“The only difference between where you are right now, and where you’ll be next year at this same time, are the people you meet and the books you read”
– Charlie “Tremendous” Jones
Author of ‘Life Is Tremendous’
Take a moment and list your most powerful connections. Then ask yourself, “what have I done for these people lately?”
The sport of networking is not a popularity contest (LinkedIn gets this – that’s why they stop the connection count at 500+), and it’s not about what you can get from others – it is about building strong relationships and maximizing your connections so that they benefit from you.
Below are the golden rules for building your network effectively.
– Realize that networking is more powerful than any media. Most jobs and business opportunities are not even advertised, it’s done through word of mouth. In fact, 74% of jobs & business opportunities are filled through networking.
– Notice how the word networking has the word ‘work’ in it. Networking is a discipline that requires effort. Just like going to the gym, you need to schedule time each week to engage in networking. Set a realistic networking goal such as networking with three new people a week: perhaps one person inside your company, and two people external in your community.
– The same rules apply for virtual networking as in person: You have to make a good first impression. This starts with your profile. You need to have a great head shot (professionally taken). Most people are likely to connect with you if there is a picture associated with your profile. Your profile is not a resume, it should focus more on what you can do for your audience and the value you can deliver, and less on what you have done in the past.
– Provide VALUE first! Approach networking with the 70/30 rule: Focus 70% on giving, and 30% on receiving. Give more than you get. A colleague of mine is a financial planner, she sends amazingly helpful information to her connections on various topics such as navigating through new tax laws, saving money, and the hottest new mutual funds on the market. This information gets forwarded on and on until a connection of a connection wants more information, and subsequently reaches out to her – a perfect example of reciprocity.
– When meeting someone in-person for the first time (pay close attention millennials), shake their hand, look them in the eye, introduce yourself, and ask a questions about them. Your question should be open-ended and non-threatening such as “How are things going, how long have you been a member of…”
– Nurture Your Network. Don’t bother collecting business cards if you are not going to follow up with them. Send your new connection an article or message that somehow ties in to the initial conversation you had with them. Schedule regular intervals (15 minutes a day) to reach out to members of your established network. This is how social media is so effective – find out what’s going on with your connections – which connections have a new job, wrote a new post, or need some advice. This is a perfect example of why having FEWER connections is better than having more connections that are less meaningful.

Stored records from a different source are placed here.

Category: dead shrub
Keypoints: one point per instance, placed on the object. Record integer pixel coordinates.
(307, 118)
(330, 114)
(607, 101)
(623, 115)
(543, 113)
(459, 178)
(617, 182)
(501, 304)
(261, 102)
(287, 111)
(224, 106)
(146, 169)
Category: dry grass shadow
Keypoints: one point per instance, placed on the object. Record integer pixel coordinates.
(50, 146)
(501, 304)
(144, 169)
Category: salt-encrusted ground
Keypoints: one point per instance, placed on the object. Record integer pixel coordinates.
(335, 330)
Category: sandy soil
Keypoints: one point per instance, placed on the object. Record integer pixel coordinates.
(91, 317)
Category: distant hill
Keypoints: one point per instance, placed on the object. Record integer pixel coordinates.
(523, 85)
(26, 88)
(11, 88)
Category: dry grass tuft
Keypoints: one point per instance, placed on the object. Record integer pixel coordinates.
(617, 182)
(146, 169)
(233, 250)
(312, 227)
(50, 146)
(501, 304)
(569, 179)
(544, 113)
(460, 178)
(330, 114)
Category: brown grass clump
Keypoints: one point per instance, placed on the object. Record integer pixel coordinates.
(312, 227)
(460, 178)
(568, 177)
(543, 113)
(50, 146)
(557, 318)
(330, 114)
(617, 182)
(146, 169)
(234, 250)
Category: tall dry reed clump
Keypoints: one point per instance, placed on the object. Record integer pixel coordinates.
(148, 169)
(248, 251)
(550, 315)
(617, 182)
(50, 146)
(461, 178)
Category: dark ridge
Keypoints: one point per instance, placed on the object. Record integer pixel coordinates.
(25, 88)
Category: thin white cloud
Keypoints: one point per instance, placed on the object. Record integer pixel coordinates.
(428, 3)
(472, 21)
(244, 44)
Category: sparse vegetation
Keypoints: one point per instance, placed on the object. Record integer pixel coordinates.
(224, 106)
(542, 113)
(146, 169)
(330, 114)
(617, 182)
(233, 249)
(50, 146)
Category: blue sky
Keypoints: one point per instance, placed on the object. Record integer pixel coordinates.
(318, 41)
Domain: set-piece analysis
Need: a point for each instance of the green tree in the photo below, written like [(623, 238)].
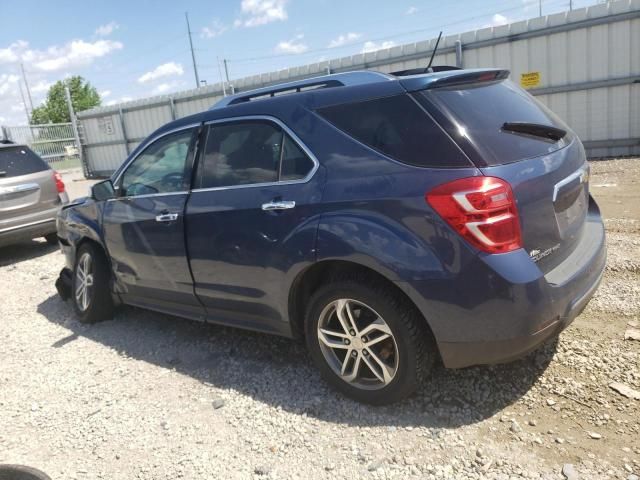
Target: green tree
[(55, 110)]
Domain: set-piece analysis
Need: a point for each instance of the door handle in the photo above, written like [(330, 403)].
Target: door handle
[(167, 217), (281, 205)]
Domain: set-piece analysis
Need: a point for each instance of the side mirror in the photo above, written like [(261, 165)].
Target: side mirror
[(103, 191)]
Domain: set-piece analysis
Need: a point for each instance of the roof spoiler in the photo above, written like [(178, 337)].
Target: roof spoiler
[(452, 78)]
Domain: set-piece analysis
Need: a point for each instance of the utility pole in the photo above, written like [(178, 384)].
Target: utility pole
[(26, 84), (74, 124), (226, 69), (224, 88), (26, 110), (193, 55)]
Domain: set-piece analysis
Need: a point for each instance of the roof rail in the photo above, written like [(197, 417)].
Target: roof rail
[(324, 81)]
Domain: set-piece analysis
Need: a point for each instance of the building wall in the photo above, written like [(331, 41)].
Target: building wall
[(587, 63)]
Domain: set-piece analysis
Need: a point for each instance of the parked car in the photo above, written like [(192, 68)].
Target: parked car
[(389, 221), (30, 195)]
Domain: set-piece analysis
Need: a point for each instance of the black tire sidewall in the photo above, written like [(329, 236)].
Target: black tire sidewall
[(387, 306)]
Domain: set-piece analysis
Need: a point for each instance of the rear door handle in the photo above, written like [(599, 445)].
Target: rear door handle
[(281, 205), (167, 217)]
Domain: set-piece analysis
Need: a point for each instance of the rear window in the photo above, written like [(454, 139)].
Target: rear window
[(397, 127), (480, 110), (16, 161)]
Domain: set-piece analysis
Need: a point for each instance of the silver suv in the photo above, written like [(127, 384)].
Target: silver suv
[(30, 195)]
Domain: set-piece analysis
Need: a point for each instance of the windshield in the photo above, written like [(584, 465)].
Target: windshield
[(19, 160)]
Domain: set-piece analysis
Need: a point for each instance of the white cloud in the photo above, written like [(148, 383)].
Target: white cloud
[(7, 83), (295, 45), (499, 19), (108, 29), (214, 30), (12, 53), (162, 88), (373, 46), (261, 12), (344, 39), (164, 70), (41, 87), (71, 55)]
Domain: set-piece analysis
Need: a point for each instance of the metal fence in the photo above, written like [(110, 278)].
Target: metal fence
[(584, 64), (55, 143)]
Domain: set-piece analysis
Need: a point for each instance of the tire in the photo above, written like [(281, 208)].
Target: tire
[(408, 354), (98, 304), (51, 238)]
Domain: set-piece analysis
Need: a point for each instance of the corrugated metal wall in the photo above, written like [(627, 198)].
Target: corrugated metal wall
[(585, 65)]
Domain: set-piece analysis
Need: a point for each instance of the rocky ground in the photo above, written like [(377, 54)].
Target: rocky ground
[(154, 397)]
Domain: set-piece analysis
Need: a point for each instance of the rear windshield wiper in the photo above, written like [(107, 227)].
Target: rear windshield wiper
[(535, 129)]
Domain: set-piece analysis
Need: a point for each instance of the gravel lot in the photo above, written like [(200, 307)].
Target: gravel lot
[(156, 397)]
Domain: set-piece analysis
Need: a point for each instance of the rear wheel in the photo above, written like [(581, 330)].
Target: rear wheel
[(368, 342), (91, 294)]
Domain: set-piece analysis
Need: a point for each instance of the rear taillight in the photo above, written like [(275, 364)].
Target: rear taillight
[(59, 183), (482, 210)]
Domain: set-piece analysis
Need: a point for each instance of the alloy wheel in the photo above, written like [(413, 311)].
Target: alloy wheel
[(84, 282), (358, 344)]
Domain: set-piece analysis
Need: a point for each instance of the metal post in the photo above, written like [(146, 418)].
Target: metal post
[(124, 131), (24, 103), (458, 54), (226, 70), (26, 84), (74, 124), (193, 55), (224, 88)]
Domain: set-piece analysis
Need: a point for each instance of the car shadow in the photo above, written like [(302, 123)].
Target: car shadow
[(27, 250), (279, 372)]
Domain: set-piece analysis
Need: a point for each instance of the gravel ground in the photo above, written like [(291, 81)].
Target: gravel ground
[(155, 397)]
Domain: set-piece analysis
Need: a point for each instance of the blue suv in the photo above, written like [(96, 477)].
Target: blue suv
[(389, 221)]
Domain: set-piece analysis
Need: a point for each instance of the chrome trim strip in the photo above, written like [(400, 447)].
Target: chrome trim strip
[(148, 195), (24, 187), (146, 144), (580, 173), (25, 225), (300, 143)]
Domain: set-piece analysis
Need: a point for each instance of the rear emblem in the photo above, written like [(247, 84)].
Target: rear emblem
[(537, 255)]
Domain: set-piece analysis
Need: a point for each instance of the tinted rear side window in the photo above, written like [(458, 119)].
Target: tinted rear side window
[(398, 128), (16, 161), (482, 109)]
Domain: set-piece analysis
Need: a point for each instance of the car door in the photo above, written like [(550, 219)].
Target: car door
[(251, 220), (144, 226)]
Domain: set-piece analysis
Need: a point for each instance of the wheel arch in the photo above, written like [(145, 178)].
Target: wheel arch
[(310, 279)]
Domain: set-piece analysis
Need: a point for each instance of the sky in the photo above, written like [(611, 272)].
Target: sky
[(136, 49)]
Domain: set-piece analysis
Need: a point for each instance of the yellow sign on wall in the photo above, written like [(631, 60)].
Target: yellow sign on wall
[(530, 79)]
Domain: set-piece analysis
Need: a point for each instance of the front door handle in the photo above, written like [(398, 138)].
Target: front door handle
[(167, 217), (281, 205)]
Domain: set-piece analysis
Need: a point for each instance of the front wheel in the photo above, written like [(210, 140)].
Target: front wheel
[(367, 341), (90, 285)]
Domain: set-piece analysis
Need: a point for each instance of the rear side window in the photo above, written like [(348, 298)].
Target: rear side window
[(16, 161), (481, 109), (397, 127), (250, 152)]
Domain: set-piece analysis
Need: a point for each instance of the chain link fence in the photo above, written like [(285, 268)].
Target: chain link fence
[(55, 143)]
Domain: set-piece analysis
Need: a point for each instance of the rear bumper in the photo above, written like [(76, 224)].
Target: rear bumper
[(502, 307), (27, 232)]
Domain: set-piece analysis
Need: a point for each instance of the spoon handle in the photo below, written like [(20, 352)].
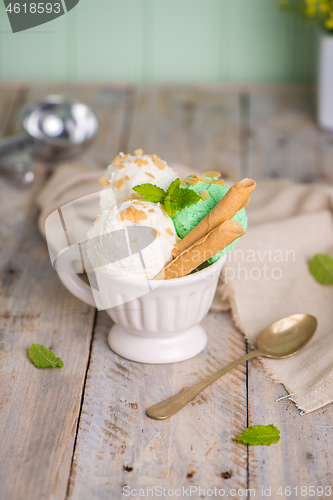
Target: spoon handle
[(172, 405)]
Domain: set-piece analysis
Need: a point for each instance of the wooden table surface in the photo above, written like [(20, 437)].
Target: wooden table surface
[(81, 432)]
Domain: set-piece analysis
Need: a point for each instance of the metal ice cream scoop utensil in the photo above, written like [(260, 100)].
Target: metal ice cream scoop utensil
[(55, 128), (279, 340)]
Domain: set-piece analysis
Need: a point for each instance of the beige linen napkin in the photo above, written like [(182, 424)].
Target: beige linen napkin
[(266, 276)]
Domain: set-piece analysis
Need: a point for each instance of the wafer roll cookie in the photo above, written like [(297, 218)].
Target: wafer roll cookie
[(205, 248), (236, 198)]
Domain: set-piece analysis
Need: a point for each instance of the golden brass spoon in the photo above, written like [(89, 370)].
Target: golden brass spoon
[(279, 340)]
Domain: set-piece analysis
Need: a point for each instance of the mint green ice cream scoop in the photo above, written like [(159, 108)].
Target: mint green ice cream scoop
[(187, 218)]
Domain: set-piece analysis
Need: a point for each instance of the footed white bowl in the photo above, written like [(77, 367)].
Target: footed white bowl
[(161, 325)]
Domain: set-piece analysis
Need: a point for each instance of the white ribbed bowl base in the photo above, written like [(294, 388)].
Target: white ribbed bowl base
[(157, 350)]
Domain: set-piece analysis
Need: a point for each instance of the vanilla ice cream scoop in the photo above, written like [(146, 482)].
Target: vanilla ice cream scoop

– To summarize – optimize your LinkedIn profile. Set consistent networking goals and set aside regular intervals to engage in networking. Provide Value without expecting anything in return – reach out to a senior citizen, or a millennial, a college student, or anyone who needs a mentor. If you can really help them, then you can make a solid, deep connection.
Networking pearls of wisdom that I have jotted down:
“Always be willing to help others with your time, or making an introduction to one of your connections”.
“Never keep score or expect anything in return”.
“The currency of networking is generosity” (my favorite).
“If people like you they will listen to you, but if they trust you, they’ll do business with you” (Zig Zigler). Always be authentic – show you are human by sharing your failures as well as your successes.
“Use your rolodex wisely. Value other people’s time. People notice when you waste their time”.